Skip to main content

Our Father

Jesus said to his disciples: “In praying, do not babble like the pagans, who think that they will be heard because of their many words. Do not be like them. Your Father knows what you need before you ask him. 

“This is how you are to pray: ‘Our Father who art in heaven, hallowed be thy name, thy Kingdom come, thy will be done, on earth as it is in heaven. Give us this day our daily bread; and forgive us our trespasses, as we forgive those who trespass against us; and lead us not into temptation, but deliver us from evil.’

“If you forgive others their transgressions, your heavenly Father will forgive you. But if you do not forgive others, neither will your Father forgive your transgressions.” (Matthew 6:7-15)
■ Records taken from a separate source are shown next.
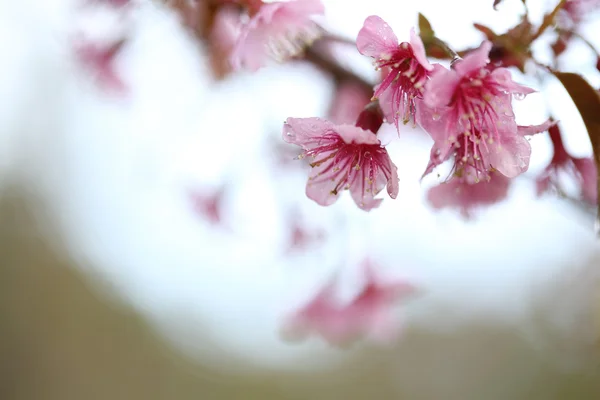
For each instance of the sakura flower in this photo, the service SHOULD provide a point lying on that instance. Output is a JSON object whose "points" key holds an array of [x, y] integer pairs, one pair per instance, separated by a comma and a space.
{"points": [[279, 30], [100, 60], [209, 204], [468, 112], [407, 64], [575, 11], [368, 314], [582, 169], [344, 157], [465, 194], [349, 100]]}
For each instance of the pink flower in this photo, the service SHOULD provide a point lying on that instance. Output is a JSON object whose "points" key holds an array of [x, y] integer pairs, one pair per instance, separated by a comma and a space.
{"points": [[96, 53], [368, 314], [279, 30], [209, 204], [575, 11], [464, 194], [100, 60], [407, 64], [582, 169], [343, 157], [468, 112]]}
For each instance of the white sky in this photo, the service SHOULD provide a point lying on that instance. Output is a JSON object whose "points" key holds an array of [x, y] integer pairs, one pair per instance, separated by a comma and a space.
{"points": [[116, 172]]}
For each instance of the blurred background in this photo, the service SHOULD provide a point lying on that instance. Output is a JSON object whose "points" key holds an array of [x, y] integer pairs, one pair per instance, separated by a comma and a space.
{"points": [[151, 243]]}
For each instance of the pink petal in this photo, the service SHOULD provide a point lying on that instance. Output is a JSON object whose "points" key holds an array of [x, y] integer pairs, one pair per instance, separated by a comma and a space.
{"points": [[589, 178], [368, 314], [419, 50], [226, 28], [436, 121], [510, 157], [475, 60], [441, 87], [350, 99], [322, 180], [275, 20], [303, 7], [376, 39], [354, 134], [304, 131]]}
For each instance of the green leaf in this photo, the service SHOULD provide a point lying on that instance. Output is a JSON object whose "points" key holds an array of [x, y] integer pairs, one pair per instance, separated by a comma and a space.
{"points": [[425, 30], [587, 101]]}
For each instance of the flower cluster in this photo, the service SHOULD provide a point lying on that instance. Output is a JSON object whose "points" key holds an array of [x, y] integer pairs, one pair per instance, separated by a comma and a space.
{"points": [[97, 51], [467, 111], [368, 313]]}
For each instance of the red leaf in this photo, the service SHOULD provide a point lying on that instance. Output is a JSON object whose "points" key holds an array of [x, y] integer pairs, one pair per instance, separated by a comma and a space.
{"points": [[587, 101]]}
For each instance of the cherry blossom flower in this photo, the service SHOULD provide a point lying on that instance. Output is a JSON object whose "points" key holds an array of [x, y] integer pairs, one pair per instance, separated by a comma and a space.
{"points": [[100, 60], [465, 194], [582, 169], [279, 30], [368, 314], [407, 64], [209, 204], [343, 157], [468, 112]]}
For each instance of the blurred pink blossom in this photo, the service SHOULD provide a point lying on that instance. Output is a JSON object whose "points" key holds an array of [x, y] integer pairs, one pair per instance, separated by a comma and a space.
{"points": [[279, 30], [368, 314], [467, 111], [407, 64]]}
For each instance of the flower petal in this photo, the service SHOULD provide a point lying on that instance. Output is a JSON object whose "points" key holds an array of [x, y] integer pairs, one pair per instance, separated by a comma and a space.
{"points": [[510, 157], [475, 60], [441, 87], [376, 39], [503, 77], [304, 131]]}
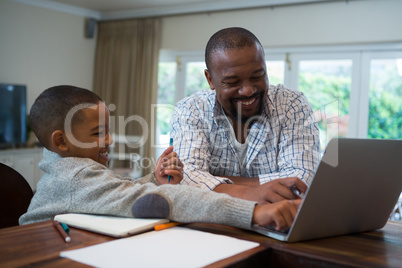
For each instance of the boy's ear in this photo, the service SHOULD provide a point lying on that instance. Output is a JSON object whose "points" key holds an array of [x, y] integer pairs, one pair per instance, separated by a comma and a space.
{"points": [[59, 141]]}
Such a beautiful and all-encompassing prayer we all say but very few take seriously.  Perhaps it’s because we begin the prayer with “Our Father who art in heaven.”  The Father, therefore, seems distant and elsewhere – in heaven.  But the Father is God, or at least the first person in our concept of God – the Trinity.  God is with us on earth so we do not have to plead with a heavenly – perhaps absent Father – for God’s will to be done on earth as it is in heaven.  

Too many of us think of the Father as a distant and punishing God.  We then mirror that God by being distant and punishing to others including family members.  We must focus on our loving God always present with us on earth helping us to do God’s will, not from afar in some place we call heaven, but close and nearby.  
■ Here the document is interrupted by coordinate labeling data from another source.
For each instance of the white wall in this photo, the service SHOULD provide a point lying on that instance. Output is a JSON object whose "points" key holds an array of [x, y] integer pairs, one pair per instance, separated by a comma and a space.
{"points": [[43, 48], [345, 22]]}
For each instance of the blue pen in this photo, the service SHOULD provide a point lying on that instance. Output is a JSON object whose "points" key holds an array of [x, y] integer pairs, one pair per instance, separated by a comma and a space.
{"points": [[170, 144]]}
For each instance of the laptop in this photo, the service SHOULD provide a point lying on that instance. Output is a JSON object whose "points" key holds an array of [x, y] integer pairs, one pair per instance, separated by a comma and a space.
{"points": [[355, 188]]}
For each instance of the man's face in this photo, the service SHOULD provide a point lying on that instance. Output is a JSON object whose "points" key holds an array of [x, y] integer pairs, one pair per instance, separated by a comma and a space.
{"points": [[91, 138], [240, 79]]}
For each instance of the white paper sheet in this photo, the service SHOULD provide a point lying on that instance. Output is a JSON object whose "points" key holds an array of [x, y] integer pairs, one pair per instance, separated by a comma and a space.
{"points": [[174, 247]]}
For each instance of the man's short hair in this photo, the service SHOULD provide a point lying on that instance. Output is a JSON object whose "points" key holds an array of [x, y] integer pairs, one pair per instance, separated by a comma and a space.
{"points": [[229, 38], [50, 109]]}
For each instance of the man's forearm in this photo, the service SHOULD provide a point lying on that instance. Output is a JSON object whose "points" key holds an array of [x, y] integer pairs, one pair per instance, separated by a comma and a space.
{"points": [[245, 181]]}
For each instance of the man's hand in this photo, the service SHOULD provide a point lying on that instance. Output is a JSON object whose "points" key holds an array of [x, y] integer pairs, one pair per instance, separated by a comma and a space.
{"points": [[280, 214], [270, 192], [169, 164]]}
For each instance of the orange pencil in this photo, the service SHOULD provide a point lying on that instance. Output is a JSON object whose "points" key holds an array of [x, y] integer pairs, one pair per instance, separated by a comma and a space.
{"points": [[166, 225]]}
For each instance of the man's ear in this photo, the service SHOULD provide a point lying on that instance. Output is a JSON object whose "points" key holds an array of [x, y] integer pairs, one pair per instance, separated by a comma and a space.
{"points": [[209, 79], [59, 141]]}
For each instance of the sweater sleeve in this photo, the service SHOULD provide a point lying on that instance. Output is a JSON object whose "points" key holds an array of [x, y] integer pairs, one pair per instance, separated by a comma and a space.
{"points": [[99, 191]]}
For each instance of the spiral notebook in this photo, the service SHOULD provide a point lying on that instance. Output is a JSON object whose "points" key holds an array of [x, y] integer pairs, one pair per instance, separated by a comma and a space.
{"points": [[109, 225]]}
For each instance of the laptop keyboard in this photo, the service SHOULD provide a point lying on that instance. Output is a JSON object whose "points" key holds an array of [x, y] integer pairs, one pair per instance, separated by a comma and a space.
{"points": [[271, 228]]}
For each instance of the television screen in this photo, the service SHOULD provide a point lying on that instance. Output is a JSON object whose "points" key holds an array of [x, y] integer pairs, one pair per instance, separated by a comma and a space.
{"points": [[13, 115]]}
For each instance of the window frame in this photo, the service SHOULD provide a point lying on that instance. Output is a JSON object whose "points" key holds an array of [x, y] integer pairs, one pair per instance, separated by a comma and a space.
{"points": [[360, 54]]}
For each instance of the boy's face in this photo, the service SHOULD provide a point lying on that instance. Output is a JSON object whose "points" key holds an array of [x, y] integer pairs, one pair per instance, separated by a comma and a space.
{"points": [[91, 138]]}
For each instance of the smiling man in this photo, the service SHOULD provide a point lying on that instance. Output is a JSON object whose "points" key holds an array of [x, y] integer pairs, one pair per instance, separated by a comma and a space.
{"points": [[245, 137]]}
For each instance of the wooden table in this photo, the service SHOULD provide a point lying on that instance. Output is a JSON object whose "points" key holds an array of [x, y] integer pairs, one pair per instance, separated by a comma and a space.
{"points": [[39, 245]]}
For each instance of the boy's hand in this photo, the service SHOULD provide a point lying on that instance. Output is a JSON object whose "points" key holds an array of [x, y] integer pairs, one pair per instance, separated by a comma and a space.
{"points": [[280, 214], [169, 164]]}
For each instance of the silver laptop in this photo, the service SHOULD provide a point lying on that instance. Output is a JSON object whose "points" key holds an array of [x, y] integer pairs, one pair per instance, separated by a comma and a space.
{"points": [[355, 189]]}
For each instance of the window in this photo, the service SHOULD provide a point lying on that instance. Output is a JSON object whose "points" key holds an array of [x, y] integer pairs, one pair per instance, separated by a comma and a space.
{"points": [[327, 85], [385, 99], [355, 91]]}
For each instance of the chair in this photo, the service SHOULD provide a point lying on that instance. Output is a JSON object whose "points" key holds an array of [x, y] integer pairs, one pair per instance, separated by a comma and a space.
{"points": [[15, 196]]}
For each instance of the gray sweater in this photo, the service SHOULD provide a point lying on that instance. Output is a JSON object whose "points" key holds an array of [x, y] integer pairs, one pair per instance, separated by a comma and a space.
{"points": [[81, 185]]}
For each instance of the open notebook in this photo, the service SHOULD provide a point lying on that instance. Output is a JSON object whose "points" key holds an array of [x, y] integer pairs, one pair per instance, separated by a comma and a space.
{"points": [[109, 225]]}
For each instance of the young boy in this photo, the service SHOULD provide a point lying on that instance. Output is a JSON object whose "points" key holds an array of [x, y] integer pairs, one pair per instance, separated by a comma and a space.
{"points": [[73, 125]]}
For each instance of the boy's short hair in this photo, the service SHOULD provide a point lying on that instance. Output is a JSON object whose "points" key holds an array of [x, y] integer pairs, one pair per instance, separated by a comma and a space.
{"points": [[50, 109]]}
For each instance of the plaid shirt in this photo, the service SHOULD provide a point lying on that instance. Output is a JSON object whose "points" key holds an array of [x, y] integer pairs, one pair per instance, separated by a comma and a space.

The Father’s Kingdom need not come.  It is already here.  We need not plead for its arrival. We simply must appreciate we already are its citizens with a duty to be truthful, right, and just.  Otherwise, we are babblers waiting for us to be delivered from evil.  That deliverance is something we should do ourselves using our faith and belief in Christ to accomplish that important task.  

Waiting for a heavenly “delivery man (or woman)” takes the burden off our shoulders where it rightly belongs. In fact, the Father does not lead us into temptation.  The Father helps us resist temptation always presented by the Tempter.